Out of 62 community colleges in Alabama, Arkansas and Mississippi, 47 saw their enrollment decline in the fall of 2012, the first semester since the new rules went into effect, according to a survey of financial aid administrators led by the Education Policy Center at the University of Alabama.
“We’re hurting, especially when you look at Mississippi being one of the poorest states in the nation,” said Dr. Elizabeth Swinford, superintendent of the Vicksburg Warren School District, which partners with Hinds Community College, the largest community college in the state. Three out of four students at Hinds received Pell funding in the 2010-2011 school year.
The stricter eligibility rules have led more than 5,000 students in Alabama, Arkansas and Mississippi to lose their access to Pell grants last fall. Nearly 17,000 more will lose their Pell grants in the 2012-2013 school year, the report found.
“We just want to see more people educated,” Swinford said. “If you cut that funding, where will they go?”
Last June, Congress changed the rules for Pell grants in three important areas. It reduced the lifetime limit for which students could receive Pell funding from 18 full-time semesters to 12. It required families making more than $23,000 to contribute to their children’s education costs, compared to an earlier income requirement of $32,000 or less. And it took away the ability for students who had not completed high school to receive Pell funding for post-secondary study.
“Pell is the de facto state student aid program,” said Stephen Katsinas, director of the Education Policy Center at the University of Alabama. In all three states, the amount of financial assistance to students provided by the state pales in comparison to the federal Pell grant program, he said.
The declines show that higher tuition costs are likely to make more people drop out of higher education altogether, especially single mothers who are working to support their children and trying to study at the same time, Swinford said. Community colleges also serve as an entry-point to a four-year degree for many students, making the long-term repercussions of the decline in enrollment even more critical, she said.
The tighter rules particularly hurt students who live in rural areas with poor access to public transit and to child care, Katsinas said.

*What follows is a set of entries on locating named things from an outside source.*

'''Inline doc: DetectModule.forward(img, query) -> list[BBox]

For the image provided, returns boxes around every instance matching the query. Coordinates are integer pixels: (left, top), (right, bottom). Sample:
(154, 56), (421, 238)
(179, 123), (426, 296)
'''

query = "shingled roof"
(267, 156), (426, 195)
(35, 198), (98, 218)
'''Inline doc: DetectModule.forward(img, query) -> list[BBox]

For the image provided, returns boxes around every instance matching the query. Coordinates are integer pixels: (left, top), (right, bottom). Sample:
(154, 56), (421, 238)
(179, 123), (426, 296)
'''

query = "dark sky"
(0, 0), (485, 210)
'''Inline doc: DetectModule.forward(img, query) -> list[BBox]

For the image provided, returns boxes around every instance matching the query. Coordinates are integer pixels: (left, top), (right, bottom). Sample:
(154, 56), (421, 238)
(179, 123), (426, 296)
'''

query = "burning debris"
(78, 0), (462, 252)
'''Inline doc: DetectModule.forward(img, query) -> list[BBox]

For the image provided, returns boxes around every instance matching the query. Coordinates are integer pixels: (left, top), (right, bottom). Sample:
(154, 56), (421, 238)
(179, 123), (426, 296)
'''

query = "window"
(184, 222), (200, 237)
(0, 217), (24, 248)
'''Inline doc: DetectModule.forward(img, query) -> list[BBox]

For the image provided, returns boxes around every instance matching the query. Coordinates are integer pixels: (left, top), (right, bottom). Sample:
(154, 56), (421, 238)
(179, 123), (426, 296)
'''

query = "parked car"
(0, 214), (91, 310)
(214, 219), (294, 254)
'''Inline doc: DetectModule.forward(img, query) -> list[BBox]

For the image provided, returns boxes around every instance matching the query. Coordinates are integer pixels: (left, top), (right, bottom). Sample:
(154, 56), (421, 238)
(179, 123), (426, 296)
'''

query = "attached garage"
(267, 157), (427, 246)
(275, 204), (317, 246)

“They have to pay for those things whether or not they go to college,” Katsinas said, pointing out that the majority of community college students are women.
With the percentage of community college students on Pell grants in Alabama, Arkansas and Mississippi at its highest level in history, any changes to eligibility requirements have “an immediate, negative impact,” the report said
Nearly all the financial aid administrators surveyed said they would prefer the Pell grant program to offer lower awards with fewer restrictions, than to offer a higher award with higher restrictions.
“The simple truth is that all community colleges are more tuition-sensitive today; which means cuts at the federal level in Pell Grants can result in immediate enrollment declines, which in turn mean lower tuition revenue,” the report said.